Any idea what resistance I need to emulate the N18 signal? I thought this was a dynamic signal so a single resistance would also throw a code. I searched for an answer but came up with very little.

I put in a new Relay 109 and installed the axles and took her for a short test drive (no tags on a private road ;)). Sounded and felt good for an engine that was sitting for over a year.
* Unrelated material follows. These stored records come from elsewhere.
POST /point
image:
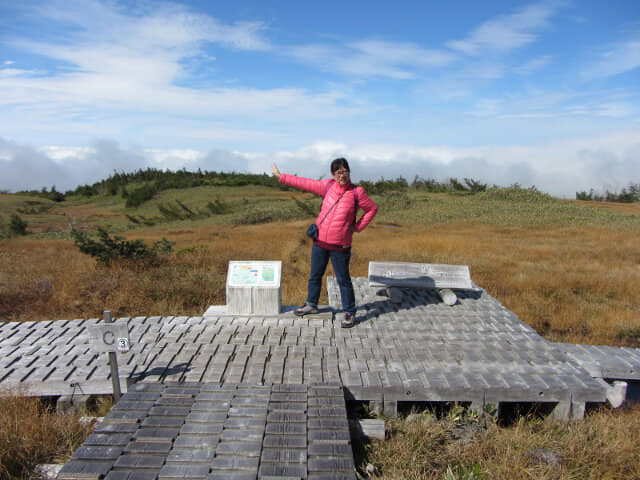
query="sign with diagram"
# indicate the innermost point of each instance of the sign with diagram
(254, 274)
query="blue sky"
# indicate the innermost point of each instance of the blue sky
(539, 93)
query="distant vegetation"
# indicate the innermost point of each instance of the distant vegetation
(142, 185)
(106, 248)
(626, 195)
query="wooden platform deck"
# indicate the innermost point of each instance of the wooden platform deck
(195, 383)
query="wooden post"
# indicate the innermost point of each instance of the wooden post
(113, 364)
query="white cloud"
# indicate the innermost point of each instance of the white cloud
(370, 58)
(560, 168)
(620, 58)
(533, 65)
(506, 32)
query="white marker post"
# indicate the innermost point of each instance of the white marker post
(111, 337)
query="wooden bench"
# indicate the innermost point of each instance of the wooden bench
(443, 278)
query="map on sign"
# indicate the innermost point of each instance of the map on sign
(253, 274)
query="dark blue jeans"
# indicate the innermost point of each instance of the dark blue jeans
(340, 261)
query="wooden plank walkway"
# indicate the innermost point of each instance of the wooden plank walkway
(180, 370)
(208, 431)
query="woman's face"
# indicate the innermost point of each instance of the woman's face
(341, 176)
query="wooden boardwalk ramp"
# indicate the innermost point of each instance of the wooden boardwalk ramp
(263, 396)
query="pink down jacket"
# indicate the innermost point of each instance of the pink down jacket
(334, 229)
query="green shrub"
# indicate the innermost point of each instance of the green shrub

Still tons to do, but it was rewarding to get in a short drive after all that work.

I only hit 12psi boost and I pulled 3 codes (one of which was for the N18) so I think the PO may have lied about it having been chipped by Speedtuning USA...or their chips suck.

These were my codes pulled from Scangauge:
P1447- catalyst temp. circ open/short to B+
P1401- EGR Vacuum Regulator Solenoid Valve -N18- Short Circuit to Ground (GND)
P1144- Mass Air Flow (MAF) Sensor -G70- Open Circuit/Short Circuit to Ground (GND)

The first two make sense...I did not have the catalyst temp sensor plugged in, and the N18 is not installed. MAF code I'm hoping goes away. I'll double check my connection and clear the codes and see if that does it.
 

Houpty GT

Veteran Member
Joined
Aug 31, 2008
Location
South Carolina
TDI
Corrado
I was talking to Jeff from Rocket Chip about removing my N18 EGR control valve and he said to use a resistor with a higher wattage rating like the white stone resistors. He could not remember the resistance but he said you could ohm out the valve to find your value. He said the valve won't run with the EGR delete tune but the computer will still check to see if the valve is there.
 

greasyrides

Veteran Member
Joined
Mar 21, 2007
Location
Arnold, MD
TDI
2004 Golf - sold, 1990 Corrado TDI - sold :(
I may just install the N18 valve, but not hook up the vacuum hoses and see if the code comes back.

For reference I found a tech writeup for the ALH N18 that states that the resistance should be between 14 and 20 ohms. 20 ohms being a warm engine. I did a quick search of resistors and a 15 ohm 10w resistor would be about perfect (P = V^2/R).